Zugang zu den Grundbüchern für Daten über die Eigentümer von Grundstücken und Immobilien.

Brüssel, den 3. Dezember 2008.

Der Präsident des Europäischen Wirtschafts- und Sozialausschusses

Mario SEPI

Der Generalsekretär des Europäischen Wirtschafts- und Sozialausschusses

Martin WESTLAKE


(1)  Die erste Konsultation galt dem Grünbuch zur vorläufigen Kontenpfändung (KOM (2006) 618 endg.), Stellungnahme des EWSA, veröffentlicht im ABl. C 10 vom 15.1.2008, S. 2.

(2)  Für eine hinreichende Aufzählung solcher Maßnahmen wird auf folgende Stellungnahme des EWSA verwiesen: Dossier INT/342, verabschiedet am 31.7.2007, veröffentlicht im ABl. C 10 vom 15.1.2008, S. 2, Thema: Grünbuch über die vorläufige Kontenpfändung.

(3)  Um den Inhalt dieses Grünbuchs vollständig zu verstehen, sollte man nicht nur das Arbeitsdokument der Kommission (SEK (2006) 1341 vom 24.10.2006) heranziehen, sondern auch die Studie Nr.

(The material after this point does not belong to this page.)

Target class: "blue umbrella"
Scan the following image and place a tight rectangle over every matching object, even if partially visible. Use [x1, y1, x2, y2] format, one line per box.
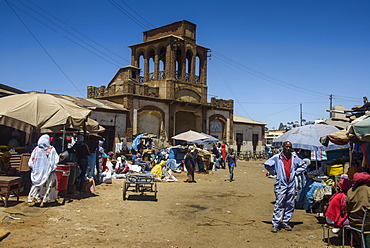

JAI/A3/2002/02 in ihrer überarbeiteten Fassung vom 18.2.2004, die von Prof. Dr. Burkhard Heß, Direktor des Instituts für Internationales Privatrecht der Universität Heidelberg, erstellt wurde und unter http://europa.eu.int.comm/justice_home/doc_centr/civil/studies/doc_civil_studies_en.htm zu finden ist.

(4)  ABl. C 10 vom 15.1.2008, S. 2.

(5)  Es handelt sich dabei um einen 2006 gegründeten Grundbuchverbund als ersten Schritt für den Zugang zu Grundbuchdaten der diesem Verbund angehörenden Mitgliedstaaten (England, Irland, Litauen, Norwegen, Wales, Niederlande und Schweden). Website: www.eulis.org.

(6)  Verordnung (EG) Nr. 1206/2001 des Rates vom 28. Mai 2001, in ABl. L 174 vom 27.6.2001. In diesem Bereich kommt der Frage der Kommunikation zwischen den Behörden wegen der unterschiedlichen Sprachen besondere Bedeutung zu, wobei sich die Bestimmungen von Artikel 5 der genannten Verordnung als nicht ausreichend erweisen.

(7)  Richtlinie des Rates Nr. 76/308/EWG 15. März 1976, in ABl. L 073 vom 19.3.1976.

(8)  Dieser Vorschlag wurde bereits in der Initiativstellungnahme des EWSA 1630/2004 zum Thema „Europäische Straßenverkehrsordnung und europäisches Kfz-Register“ unterbreitet (Berichterstatter: Herr PEGADO LIZ, in ABl. C 157 vom 28.6.2005, S. 34).